An automatic modeling approach for the potential evaluation of CO2 geological storage in the deep saline aquifer

Abstract

Geological storage of carbon dioxide is receiving more and more attention as one of the efficient carbon reduction technologies, as China’s carbon-neutral strategic plan moves forward. There is an increasing demand for more effective and thorough methodologies to assess the potential of CO2 storage in deep saline aquifers. This study proposes a method for evaluating the geological storage potential of CO2 in deep saline aquifers and constructs an automatic evaluation system for the comprehensive potential of CO2 geological storage using ArcGIS Model Builder visual modeling technology. The automatic evaluation system consists of four functional parts: information collating and database constructing, data pre-processing, model building evaluation and result validation evaluation. First, structured and unstructured data including underlying geology, tectonic geology, oil and gas geology, and drilling data are collated and established in a geodatabase. Second, pre-processing models of the deep saline reservoir-caprock data are established based on the analysis of the geological evolution history of the study area to determine the effective storage thickness, effective porosity, and the influence range of faults; kriging methods are then used to realize the spatial interpolation of the evaluation parameters.

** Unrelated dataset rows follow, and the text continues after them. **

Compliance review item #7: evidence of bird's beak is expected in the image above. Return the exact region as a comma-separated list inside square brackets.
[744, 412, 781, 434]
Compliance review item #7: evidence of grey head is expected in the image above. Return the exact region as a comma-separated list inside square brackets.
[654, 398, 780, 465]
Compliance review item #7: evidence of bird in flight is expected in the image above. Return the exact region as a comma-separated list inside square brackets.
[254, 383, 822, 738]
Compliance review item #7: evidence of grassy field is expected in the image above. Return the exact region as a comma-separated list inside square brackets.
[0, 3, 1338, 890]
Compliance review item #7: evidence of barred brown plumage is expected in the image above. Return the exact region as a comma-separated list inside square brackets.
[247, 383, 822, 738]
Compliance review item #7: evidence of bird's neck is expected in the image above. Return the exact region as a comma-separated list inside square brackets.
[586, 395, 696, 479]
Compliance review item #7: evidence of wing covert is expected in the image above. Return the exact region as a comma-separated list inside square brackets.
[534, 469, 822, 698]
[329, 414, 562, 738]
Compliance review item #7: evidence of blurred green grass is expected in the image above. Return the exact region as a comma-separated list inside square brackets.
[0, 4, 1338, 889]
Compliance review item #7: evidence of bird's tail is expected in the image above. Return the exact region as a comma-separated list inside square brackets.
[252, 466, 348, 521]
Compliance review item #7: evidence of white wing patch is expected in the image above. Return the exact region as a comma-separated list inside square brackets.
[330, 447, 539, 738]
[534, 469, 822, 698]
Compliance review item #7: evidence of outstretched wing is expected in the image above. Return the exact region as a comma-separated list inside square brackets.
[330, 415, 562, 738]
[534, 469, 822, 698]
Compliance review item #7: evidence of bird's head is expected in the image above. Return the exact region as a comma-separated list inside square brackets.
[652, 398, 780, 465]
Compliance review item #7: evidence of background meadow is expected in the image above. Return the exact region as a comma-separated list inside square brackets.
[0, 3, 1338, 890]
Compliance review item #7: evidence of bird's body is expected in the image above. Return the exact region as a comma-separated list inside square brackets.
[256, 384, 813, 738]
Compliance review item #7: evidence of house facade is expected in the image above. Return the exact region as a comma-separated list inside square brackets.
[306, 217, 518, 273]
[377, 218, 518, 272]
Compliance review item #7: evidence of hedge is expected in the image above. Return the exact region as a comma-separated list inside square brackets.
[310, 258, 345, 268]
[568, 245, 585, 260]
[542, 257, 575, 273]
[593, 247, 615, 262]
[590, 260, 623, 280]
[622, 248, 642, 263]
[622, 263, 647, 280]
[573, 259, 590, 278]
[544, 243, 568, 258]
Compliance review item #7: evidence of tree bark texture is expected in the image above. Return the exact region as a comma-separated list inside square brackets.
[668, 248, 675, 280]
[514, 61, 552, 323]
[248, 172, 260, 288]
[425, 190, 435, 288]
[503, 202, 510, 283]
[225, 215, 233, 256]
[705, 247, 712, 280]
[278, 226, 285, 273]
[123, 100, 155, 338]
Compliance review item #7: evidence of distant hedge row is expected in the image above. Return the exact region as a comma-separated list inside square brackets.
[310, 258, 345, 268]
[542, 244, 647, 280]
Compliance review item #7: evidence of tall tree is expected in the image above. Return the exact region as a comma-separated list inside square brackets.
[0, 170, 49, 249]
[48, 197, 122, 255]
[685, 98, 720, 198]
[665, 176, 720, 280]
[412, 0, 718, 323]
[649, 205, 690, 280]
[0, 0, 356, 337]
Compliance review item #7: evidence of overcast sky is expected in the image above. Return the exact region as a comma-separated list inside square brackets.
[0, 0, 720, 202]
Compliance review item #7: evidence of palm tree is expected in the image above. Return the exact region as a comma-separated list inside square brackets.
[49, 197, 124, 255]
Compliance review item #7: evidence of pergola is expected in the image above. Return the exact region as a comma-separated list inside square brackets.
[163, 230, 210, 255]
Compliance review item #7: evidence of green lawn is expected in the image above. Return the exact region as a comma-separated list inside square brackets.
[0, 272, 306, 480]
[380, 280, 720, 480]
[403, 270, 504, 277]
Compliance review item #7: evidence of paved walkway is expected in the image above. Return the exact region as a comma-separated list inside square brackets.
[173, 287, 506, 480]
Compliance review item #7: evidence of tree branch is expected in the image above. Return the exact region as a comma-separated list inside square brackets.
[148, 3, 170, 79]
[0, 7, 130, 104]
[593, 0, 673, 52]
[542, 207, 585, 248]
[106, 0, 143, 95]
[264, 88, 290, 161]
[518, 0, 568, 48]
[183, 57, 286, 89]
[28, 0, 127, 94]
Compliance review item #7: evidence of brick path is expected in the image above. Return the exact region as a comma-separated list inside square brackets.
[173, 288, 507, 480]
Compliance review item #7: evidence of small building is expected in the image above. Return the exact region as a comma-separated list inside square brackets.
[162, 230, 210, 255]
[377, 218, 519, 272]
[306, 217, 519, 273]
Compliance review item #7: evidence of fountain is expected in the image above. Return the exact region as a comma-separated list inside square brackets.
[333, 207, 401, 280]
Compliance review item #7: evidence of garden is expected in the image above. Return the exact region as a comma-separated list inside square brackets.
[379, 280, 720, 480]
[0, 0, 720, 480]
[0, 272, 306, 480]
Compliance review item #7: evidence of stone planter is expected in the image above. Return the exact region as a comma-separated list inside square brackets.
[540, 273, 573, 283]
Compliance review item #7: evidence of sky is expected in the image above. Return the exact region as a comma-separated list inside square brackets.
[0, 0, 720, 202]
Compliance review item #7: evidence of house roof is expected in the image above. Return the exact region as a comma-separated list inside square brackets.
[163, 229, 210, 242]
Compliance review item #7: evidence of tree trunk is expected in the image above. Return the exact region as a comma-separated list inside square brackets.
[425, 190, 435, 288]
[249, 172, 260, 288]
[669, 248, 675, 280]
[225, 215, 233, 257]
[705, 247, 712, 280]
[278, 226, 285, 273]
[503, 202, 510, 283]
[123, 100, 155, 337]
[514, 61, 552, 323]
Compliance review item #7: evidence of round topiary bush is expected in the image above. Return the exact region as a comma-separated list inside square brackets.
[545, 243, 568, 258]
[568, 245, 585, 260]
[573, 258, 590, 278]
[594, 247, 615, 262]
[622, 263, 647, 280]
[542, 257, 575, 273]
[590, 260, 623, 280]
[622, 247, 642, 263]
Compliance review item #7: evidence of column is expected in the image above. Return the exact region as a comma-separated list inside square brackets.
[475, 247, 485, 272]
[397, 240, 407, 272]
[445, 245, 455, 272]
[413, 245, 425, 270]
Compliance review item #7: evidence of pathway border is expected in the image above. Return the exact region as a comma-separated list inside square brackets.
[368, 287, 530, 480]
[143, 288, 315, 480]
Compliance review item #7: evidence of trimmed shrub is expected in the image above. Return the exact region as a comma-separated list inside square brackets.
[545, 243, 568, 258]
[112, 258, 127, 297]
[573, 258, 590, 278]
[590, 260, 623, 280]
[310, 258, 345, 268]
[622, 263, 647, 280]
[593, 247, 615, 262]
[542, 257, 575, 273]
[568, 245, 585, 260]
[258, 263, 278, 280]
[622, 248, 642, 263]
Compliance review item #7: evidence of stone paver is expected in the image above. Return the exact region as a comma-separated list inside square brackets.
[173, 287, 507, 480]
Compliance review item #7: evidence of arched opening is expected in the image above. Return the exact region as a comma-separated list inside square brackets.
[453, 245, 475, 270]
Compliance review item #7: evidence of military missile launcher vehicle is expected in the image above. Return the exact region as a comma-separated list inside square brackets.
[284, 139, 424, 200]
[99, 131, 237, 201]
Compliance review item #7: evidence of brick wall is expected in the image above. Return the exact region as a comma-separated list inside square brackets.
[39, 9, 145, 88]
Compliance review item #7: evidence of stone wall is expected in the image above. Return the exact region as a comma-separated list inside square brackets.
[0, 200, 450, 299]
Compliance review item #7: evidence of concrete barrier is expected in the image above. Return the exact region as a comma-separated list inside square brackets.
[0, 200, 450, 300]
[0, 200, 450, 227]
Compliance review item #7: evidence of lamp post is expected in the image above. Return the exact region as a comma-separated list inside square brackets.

Third, the volume coefficient method is adopted to construct the underground storage space model and to establish the density distribution model of the supercritical CO2 with nonlinear function while taking into account four evaluation factors (i.e. area, effective porosity, effective thickness, effective coefficient) and two limiting factors (i.e. fault, burial depth). Finally, the geological storage potential of CO2 in the study area is evaluated with the classification of the potential level and compared with the numerical simulation results to verify the model’s accuracy. The model is first applied in this paper using a suitable target in China as a case study. The results show that this target area’s anticipated storage potential value reaches 52.557 Mt. The total precision error, according to a comparison of the numerical simulation results, is 8.20%. Based on the results obtained, it can be concluded that the automatic GIS-based modeling approach is suitable for a comparable study of potential evaluation of CO2 geological storage in deep saline aquifers.